Panel Paper:
How Secure Is the Retirement of Contingent Workers?
*Names in bold indicate Presenter
The findings suggest that contingent workers are likely to have less financial security when they arrive in retirement than workers in traditional employment. These workers are generally less likely to have access to retirement savings plans and subsequently accumulate less wealth (including defined benefit wealth). Contingent workers’ Social Security wealth, however, is not substantially different than for traditional employees. Core contingent workers - including workers and temporary help agencies and contract firms, and on-call workers and day laborers - seem especially vulnerable. Lower-earning and less-educated workers, and those who have contingent positions in blue collar occupations – or are contingent in multiple occupations over time – seem to be especially hurt by contingent work. On the other hand, workers who spend more time in independent contractor arrangements are not much different than traditional employees.
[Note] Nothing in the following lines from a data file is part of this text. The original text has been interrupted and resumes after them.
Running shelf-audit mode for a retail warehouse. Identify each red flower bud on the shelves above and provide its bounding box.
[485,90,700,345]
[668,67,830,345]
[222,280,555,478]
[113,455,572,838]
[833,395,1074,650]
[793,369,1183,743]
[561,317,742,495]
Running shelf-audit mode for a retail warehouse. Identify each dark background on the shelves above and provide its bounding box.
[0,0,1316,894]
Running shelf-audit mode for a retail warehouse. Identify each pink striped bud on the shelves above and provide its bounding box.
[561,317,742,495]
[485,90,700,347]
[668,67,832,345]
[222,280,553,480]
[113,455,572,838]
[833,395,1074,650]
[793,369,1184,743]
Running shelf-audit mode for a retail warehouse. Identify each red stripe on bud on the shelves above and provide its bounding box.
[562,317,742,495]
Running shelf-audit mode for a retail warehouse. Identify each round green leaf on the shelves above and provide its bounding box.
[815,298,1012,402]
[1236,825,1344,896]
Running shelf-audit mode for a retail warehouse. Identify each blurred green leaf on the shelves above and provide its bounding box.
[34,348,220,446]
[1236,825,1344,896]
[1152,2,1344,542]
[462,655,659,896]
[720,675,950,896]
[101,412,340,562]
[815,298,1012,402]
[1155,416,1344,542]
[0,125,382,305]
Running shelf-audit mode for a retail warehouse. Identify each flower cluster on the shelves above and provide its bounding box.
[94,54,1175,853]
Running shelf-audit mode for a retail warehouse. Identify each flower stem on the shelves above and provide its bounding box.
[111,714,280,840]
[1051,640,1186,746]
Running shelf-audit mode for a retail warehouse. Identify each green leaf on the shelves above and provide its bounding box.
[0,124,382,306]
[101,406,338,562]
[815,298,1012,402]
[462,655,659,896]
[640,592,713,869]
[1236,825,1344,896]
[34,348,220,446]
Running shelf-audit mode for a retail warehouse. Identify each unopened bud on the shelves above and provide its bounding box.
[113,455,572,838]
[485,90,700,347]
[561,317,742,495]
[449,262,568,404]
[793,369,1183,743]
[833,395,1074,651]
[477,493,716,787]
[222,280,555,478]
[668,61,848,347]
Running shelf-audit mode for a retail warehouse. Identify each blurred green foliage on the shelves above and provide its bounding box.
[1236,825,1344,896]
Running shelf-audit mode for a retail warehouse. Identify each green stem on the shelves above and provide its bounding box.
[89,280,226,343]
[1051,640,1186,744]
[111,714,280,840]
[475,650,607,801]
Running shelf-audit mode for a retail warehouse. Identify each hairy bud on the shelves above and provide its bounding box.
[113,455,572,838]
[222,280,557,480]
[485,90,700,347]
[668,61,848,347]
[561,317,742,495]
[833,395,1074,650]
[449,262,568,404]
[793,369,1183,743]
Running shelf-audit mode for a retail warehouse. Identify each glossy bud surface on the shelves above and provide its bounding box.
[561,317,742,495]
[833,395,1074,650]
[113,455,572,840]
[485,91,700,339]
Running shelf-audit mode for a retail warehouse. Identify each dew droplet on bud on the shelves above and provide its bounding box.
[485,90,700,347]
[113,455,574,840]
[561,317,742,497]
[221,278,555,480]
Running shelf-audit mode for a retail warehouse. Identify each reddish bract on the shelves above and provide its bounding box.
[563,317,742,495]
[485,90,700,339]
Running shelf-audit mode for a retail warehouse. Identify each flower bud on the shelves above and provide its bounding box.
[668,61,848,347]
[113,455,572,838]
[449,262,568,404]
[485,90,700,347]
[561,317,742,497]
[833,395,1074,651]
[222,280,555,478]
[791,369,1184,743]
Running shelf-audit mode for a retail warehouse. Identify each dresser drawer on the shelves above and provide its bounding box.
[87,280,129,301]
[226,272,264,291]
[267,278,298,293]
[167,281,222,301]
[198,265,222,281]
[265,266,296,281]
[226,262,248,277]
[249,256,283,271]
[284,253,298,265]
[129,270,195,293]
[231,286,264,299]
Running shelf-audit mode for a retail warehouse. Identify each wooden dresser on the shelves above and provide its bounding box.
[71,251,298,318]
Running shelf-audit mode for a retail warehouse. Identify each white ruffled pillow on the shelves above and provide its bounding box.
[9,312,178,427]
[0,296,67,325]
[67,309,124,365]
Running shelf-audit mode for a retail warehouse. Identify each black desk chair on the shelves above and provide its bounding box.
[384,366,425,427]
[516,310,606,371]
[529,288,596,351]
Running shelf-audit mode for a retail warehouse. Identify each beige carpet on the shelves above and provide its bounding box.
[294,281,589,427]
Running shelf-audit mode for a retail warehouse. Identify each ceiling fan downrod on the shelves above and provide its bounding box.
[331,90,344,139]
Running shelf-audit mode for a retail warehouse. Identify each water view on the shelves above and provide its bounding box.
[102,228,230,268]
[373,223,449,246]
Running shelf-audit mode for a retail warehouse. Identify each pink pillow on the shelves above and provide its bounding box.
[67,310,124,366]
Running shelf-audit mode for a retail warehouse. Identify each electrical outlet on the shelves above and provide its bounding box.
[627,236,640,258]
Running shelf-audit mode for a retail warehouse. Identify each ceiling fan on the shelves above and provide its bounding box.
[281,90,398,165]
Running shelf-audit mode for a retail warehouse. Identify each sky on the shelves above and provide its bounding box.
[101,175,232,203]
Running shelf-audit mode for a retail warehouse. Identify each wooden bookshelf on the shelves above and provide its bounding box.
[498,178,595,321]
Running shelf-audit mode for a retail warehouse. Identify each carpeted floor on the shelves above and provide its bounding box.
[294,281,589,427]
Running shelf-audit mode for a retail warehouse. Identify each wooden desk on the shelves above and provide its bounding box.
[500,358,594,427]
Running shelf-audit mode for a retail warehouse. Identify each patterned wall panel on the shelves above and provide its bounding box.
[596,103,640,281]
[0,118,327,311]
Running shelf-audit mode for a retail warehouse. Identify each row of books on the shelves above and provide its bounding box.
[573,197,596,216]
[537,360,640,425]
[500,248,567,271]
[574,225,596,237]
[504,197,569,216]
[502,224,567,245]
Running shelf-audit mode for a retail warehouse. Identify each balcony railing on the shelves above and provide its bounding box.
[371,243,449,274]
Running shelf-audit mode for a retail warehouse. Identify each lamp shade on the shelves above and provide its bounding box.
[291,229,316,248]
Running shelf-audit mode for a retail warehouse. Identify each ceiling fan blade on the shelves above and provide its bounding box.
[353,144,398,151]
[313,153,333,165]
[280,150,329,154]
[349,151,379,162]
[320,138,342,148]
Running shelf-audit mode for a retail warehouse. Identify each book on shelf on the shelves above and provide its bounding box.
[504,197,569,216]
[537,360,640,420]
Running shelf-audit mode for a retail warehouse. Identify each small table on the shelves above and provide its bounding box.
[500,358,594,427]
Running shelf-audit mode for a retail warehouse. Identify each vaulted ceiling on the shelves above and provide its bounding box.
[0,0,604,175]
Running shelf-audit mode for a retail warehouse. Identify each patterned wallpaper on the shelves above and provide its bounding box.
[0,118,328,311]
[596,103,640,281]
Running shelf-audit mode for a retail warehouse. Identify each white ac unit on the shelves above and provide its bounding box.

These results suggest a challenge for current efforts to expand retirement coverage: how to increase retirement security among contingent workers, particularly those in on-call and temporary positions. Most policy efforts have focused on encouraging employers to fill gaps in retirement coverage, but any of the workers highlighted in this study would likely be exempt from regulations and policy outreach that focus on traditional employees. As a result, policymakers need to begin thinking of ways to expand coverage to workers outside of the traditional employer-employee relationship. In addition, streamlining earnings reporting and enforcing the proper classification of some workers as traditional employees will improve these workers’ earnings records, resulting in greater Social Security income in retirement.